L’EMILIA ROMAGNA NON ABBANDONA I MALATI DI MCS PDF Stampa E-mail
16 November 2009

La Regione Emilia-Romagna, sollecitata da varie situazioni esistenti sul territorio regionale e pur in presenza di evidenze scientifiche disponibili non sufficienti alla definizione di un protocollo diagnostico e di follow up per i pazienti, ha provveduto all'inserimento della Sensibilita' Chimica Multipla (MCS) nell'elenco regionale delle malattie rare (delibera 25/2005) ad integrazione dell'elenco nazionale previsto dal Decreto ministeriale 279/2001.
 Ha poi individuato nell'Azienda Ospedaliero-Universitaria di Bologna, che nel corso degli anni precedenti aveva trattato diversi pazienti con intolleranze alle sostanze chimiche, un Centro di riferimento per l'assistenza ai cittadini che presentavano questa tipologia di sintomi. In questo Centro e' stato predisposto e allestito un apposito ambulatorio con caratteristiche specifiche in relazione ai materiali, agli arredi e all'isolamento per rispondere adeguatamente alle necessita' dettate dallo stato di salute degli assistiti, che ha avviato la propria attivita' nel settembre 2007 fornendo a tutti i pazienti un percorso personalizzato con approfondimenti specialistici.
  Contestualmente si e' costituito un gruppo di lavoro interdisciplinare Emilia-Romagna - Toscana con l'intento di approfondire tutte le problematiche relative alla MCS, mentre a livello nazionale e' stata istituita, presso l'Istituto Superiore di Sanita', una task force con il mandato di revisionare la letteratura scientifica a riguardo e di produrre un documento relativo al percorso assistenziale.

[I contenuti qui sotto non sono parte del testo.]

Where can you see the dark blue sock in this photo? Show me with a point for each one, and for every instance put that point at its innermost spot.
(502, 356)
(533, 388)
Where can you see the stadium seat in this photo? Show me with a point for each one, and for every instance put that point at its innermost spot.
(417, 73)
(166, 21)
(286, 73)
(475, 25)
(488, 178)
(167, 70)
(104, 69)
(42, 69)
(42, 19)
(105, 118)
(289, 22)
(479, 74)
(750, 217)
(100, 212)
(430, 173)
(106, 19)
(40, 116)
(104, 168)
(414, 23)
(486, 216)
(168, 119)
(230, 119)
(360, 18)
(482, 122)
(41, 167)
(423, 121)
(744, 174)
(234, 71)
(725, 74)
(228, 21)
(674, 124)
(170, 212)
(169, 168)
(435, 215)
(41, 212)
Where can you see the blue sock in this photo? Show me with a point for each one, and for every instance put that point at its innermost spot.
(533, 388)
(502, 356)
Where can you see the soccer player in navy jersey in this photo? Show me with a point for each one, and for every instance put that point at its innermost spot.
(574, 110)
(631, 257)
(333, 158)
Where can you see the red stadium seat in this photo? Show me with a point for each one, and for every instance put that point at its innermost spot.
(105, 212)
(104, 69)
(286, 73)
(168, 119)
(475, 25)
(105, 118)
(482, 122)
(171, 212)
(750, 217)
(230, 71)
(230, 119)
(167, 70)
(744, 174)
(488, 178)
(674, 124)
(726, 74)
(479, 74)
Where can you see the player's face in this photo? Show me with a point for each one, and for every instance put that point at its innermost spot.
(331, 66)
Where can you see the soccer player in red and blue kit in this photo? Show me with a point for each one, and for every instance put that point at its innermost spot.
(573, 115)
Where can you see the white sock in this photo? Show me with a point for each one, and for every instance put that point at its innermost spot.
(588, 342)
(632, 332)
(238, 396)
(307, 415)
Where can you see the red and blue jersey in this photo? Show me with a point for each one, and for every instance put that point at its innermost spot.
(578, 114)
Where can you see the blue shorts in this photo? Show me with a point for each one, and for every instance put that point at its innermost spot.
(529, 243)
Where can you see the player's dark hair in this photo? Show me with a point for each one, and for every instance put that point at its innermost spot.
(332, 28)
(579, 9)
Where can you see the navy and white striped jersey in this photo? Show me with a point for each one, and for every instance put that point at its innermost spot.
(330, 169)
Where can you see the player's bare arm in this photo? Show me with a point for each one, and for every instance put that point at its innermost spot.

Il documento elaborato e' stato inviato al Consiglio Superiore di Sanita', in quanto organo deputato a un parere, che e' stato espresso il 30 settembre 2008. Tale parere stabilisce che "la condizione nota come MCS non appare al momento come entita' nosologicamente individuabile, non essendo disponibili evidenze in questo senso nella letteratura scientifica", che "il Servizio sanitario nazionale e' in grado di fornire un'appropriata assistenza ai soggetti che mostrano sintomi di intolleranza all'esposizione a sostanza chimiche attraverso il ricorso alle strutture di cure primarie e specialistiche esistenti, nell'ambito dei Livelli Essenziali di Assistenza garantiti a tutti i cittadini" e che - peraltro - "la condizione nota come 'Sensibilita' Chimica Multipla' non puo' essere considerata 'malattia rara', attese anche le stime di prevalenza dei sintomi oscillanti tra il 2% e il 10% della popolazione generale".
La Regione Emilia-Romagna ha inevitabilmente e doverosamente recepito quanto stabilito dal Consiglio Superiore di Sanita' con delibera 1297/2009, previo parere favorevole della competente Commissione Assembleare.
"Se con tale atto - ha precisato l'assessore alle Politiche per la salute Giovanni Bissoni - si e' dovuto escludere la Sensibilita' Chimica Multipla dall'elenco delle malattie rare, e' pur vero che nell'ottica della migliore assistenza al cittadino si e' previsto comunque di mantenere attivo l'ambulatorio presso l'Azienda Ospedaliero-Universitaria di Bologna, continuando quindi a garantire l'accoglienza, la diagnosi differenziale e la cura dei pazienti che presentano sintomi di intolleranza a sostanze chimiche, nel rispetto delle necessarie forme di sicurezza e di garanzia scientifica".
Lo staff del Centro, che prevede anche la figura di un medico dedicato, continua pertanto a garantire un percorso assistenziale personalizzato invariato rispetto a quello precedentemente assicurato. E' stata anche mantenuta l'esenzione dalla partecipazione al costo, sia per quanto riguarda gli esami di laboratorio e specialistici, sia per quanto riguarda l'eventuale supporto psicologico, sia per quanto riguarda la terapia farmacologica, finalizzata al trattamento della sintomatologia anche attraverso supplementi vitaminici e dietetici quando siano indicati per la specifica condizione clinica, nonostante il parere del Consiglio Superiore di Sanità.